I fixed some tea cause I know I’ll be needing it working outside. Haven’t heard from Kevin regarding my going up there to collect the goat crap. I know he’s a busy man but I won’t go on another mans property without his letting me know what the rules are. I’m sure there are things he would presume anyone with common sense would know to or not to do. But I’m a city kid and don’t always display commons sense so what is obvious to some may be totally lost on me. Just want to be real careful out here. Walking on eggshells in some areas and trampling through stuff in others.
It’s 11:23 now. Hard to keep my eyes open. I don’t usually get this tired till around 2:00 but I was up and moving early so I suppose it’s nap time. Just an hour or so does wonders. I told Eric that in many ways it is like I am eighty years old. I put stuff on the hot plate and forget it and get tired easy.

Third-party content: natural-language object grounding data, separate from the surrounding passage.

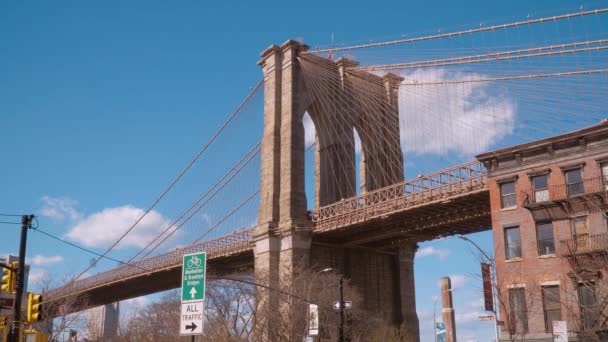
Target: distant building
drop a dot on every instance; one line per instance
(549, 202)
(102, 322)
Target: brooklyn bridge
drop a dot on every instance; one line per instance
(357, 208)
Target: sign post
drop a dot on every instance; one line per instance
(194, 275)
(313, 320)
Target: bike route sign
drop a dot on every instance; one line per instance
(194, 274)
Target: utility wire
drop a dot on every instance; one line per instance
(465, 32)
(179, 176)
(6, 222)
(77, 246)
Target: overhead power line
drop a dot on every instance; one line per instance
(179, 176)
(465, 32)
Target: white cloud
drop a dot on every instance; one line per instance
(309, 130)
(130, 306)
(309, 133)
(432, 251)
(59, 208)
(37, 276)
(103, 228)
(462, 118)
(40, 260)
(457, 281)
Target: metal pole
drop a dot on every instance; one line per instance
(26, 221)
(494, 298)
(493, 281)
(435, 320)
(341, 330)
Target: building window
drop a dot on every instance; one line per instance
(512, 243)
(551, 306)
(574, 181)
(518, 318)
(604, 167)
(580, 233)
(588, 303)
(507, 194)
(544, 238)
(541, 188)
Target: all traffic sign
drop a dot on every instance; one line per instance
(191, 320)
(194, 269)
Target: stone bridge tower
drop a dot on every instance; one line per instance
(284, 243)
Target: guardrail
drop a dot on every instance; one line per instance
(584, 244)
(226, 245)
(560, 192)
(423, 189)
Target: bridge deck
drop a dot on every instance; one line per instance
(221, 247)
(436, 187)
(425, 198)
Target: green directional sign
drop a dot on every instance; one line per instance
(194, 272)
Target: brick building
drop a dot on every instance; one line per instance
(548, 201)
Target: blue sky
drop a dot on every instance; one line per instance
(102, 103)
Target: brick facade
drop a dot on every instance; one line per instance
(535, 268)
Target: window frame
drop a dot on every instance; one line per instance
(508, 246)
(523, 312)
(569, 186)
(546, 311)
(587, 309)
(512, 195)
(545, 190)
(577, 242)
(538, 241)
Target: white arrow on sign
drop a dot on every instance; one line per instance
(191, 319)
(347, 305)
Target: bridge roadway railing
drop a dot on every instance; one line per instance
(440, 185)
(226, 245)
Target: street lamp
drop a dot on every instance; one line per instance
(308, 295)
(492, 280)
(435, 299)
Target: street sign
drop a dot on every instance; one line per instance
(313, 319)
(191, 322)
(347, 305)
(194, 270)
(560, 331)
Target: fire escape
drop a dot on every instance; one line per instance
(586, 253)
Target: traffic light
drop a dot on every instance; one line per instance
(8, 278)
(32, 335)
(33, 307)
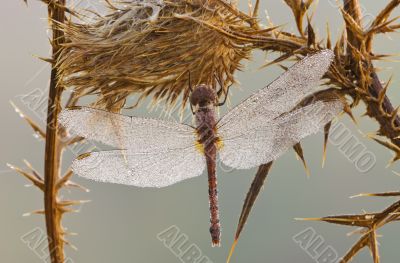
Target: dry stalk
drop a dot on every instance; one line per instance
(56, 140)
(150, 51)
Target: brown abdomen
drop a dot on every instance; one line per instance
(207, 137)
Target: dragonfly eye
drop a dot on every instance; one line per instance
(202, 96)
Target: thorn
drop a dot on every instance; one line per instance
(349, 112)
(31, 123)
(327, 127)
(309, 219)
(298, 149)
(232, 250)
(37, 212)
(48, 60)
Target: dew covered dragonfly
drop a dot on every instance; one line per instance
(158, 153)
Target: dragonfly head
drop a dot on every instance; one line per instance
(203, 96)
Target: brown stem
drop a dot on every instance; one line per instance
(374, 109)
(53, 148)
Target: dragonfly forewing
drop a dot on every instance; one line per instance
(269, 139)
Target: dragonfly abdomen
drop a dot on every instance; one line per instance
(205, 118)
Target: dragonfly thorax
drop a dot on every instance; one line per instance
(203, 96)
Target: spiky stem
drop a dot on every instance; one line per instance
(53, 149)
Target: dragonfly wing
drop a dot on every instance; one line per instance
(246, 148)
(125, 132)
(158, 169)
(283, 93)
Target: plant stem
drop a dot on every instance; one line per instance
(53, 148)
(374, 109)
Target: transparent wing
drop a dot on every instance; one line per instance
(125, 132)
(141, 169)
(246, 148)
(282, 94)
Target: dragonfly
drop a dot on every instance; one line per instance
(158, 153)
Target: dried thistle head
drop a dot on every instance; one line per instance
(149, 47)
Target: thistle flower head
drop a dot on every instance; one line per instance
(151, 47)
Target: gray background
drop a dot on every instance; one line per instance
(121, 223)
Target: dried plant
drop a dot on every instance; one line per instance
(151, 48)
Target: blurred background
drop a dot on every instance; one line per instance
(122, 223)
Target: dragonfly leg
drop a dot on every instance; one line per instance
(191, 91)
(226, 96)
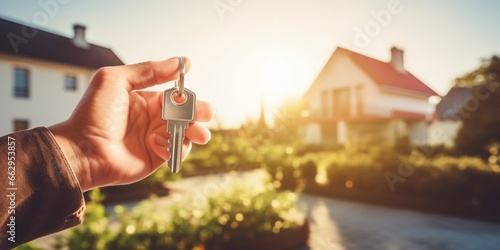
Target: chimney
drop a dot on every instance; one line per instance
(397, 59)
(79, 37)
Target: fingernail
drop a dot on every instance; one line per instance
(161, 141)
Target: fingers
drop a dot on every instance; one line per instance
(151, 73)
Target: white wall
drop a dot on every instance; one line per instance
(389, 101)
(49, 102)
(341, 72)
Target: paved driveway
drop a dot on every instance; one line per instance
(337, 224)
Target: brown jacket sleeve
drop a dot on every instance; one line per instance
(40, 194)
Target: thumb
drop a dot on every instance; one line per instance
(147, 74)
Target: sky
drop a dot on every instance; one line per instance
(248, 52)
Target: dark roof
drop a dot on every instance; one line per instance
(385, 74)
(51, 47)
(449, 107)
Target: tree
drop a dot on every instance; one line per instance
(480, 112)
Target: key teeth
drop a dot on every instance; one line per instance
(170, 165)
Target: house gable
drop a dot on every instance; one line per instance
(51, 47)
(341, 73)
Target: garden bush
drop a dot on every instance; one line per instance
(223, 219)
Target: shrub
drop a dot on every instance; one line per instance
(221, 220)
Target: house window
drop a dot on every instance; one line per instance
(21, 82)
(359, 100)
(324, 103)
(341, 102)
(20, 125)
(70, 83)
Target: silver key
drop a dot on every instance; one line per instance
(178, 117)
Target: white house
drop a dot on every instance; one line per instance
(356, 96)
(43, 75)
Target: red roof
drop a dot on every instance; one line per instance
(384, 73)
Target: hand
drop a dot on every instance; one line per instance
(116, 134)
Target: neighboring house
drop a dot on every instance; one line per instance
(44, 75)
(355, 97)
(449, 112)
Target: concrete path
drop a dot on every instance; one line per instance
(338, 224)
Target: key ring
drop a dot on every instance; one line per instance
(180, 83)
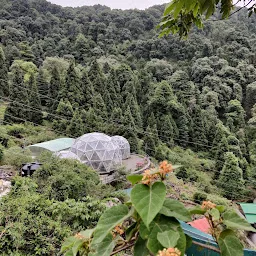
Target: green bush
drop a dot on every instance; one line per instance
(199, 197)
(62, 179)
(16, 156)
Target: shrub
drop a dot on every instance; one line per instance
(199, 197)
(16, 156)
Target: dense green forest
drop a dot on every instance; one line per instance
(87, 69)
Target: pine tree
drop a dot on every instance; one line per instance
(183, 126)
(76, 127)
(42, 86)
(87, 91)
(53, 91)
(99, 106)
(222, 149)
(18, 109)
(63, 116)
(34, 102)
(165, 129)
(231, 178)
(198, 135)
(130, 130)
(72, 89)
(4, 86)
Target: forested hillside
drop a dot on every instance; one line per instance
(95, 69)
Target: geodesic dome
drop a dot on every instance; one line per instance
(98, 151)
(123, 144)
(67, 154)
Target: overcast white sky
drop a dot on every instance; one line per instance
(116, 4)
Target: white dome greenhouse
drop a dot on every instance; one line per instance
(98, 151)
(67, 154)
(123, 144)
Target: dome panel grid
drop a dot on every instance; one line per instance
(98, 151)
(123, 144)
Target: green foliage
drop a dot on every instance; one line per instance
(179, 16)
(62, 179)
(199, 197)
(16, 156)
(150, 229)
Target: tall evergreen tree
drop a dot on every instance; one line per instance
(42, 86)
(17, 110)
(63, 116)
(231, 178)
(87, 91)
(4, 86)
(76, 126)
(34, 102)
(72, 88)
(53, 91)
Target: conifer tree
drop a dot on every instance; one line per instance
(165, 129)
(63, 116)
(183, 126)
(87, 91)
(222, 149)
(198, 135)
(76, 127)
(18, 109)
(53, 91)
(34, 102)
(99, 106)
(231, 177)
(4, 86)
(72, 89)
(42, 86)
(130, 130)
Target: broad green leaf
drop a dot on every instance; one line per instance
(174, 208)
(76, 246)
(87, 233)
(159, 225)
(134, 178)
(109, 219)
(221, 208)
(215, 214)
(68, 243)
(130, 231)
(188, 241)
(104, 248)
(144, 232)
(182, 243)
(233, 221)
(140, 248)
(168, 238)
(148, 200)
(229, 244)
(197, 210)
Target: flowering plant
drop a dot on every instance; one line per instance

The tiredness is what they call mental fatigue and is another common issue with traumatic brain injuries. I guess I feel compelled to put that in because I worry that some will label me as lazy. It’s just the way it is. Frustrating to me when I remember how much I loved to work and my week averaged about eighty hours. Anyway enough of that, I’ll get this posted and take the nap.
You know, thinking about it I go and look at the pictures of Cherie all the time now that she's up north. Bet she'd like to see one of me so I'll pick one out. Something that reminds her what kind of a nut I can be and hopefully will put a smile on my baby's face. Here goes.
Hope that put a smile on your face honey. Look forward to you getting home. Love you.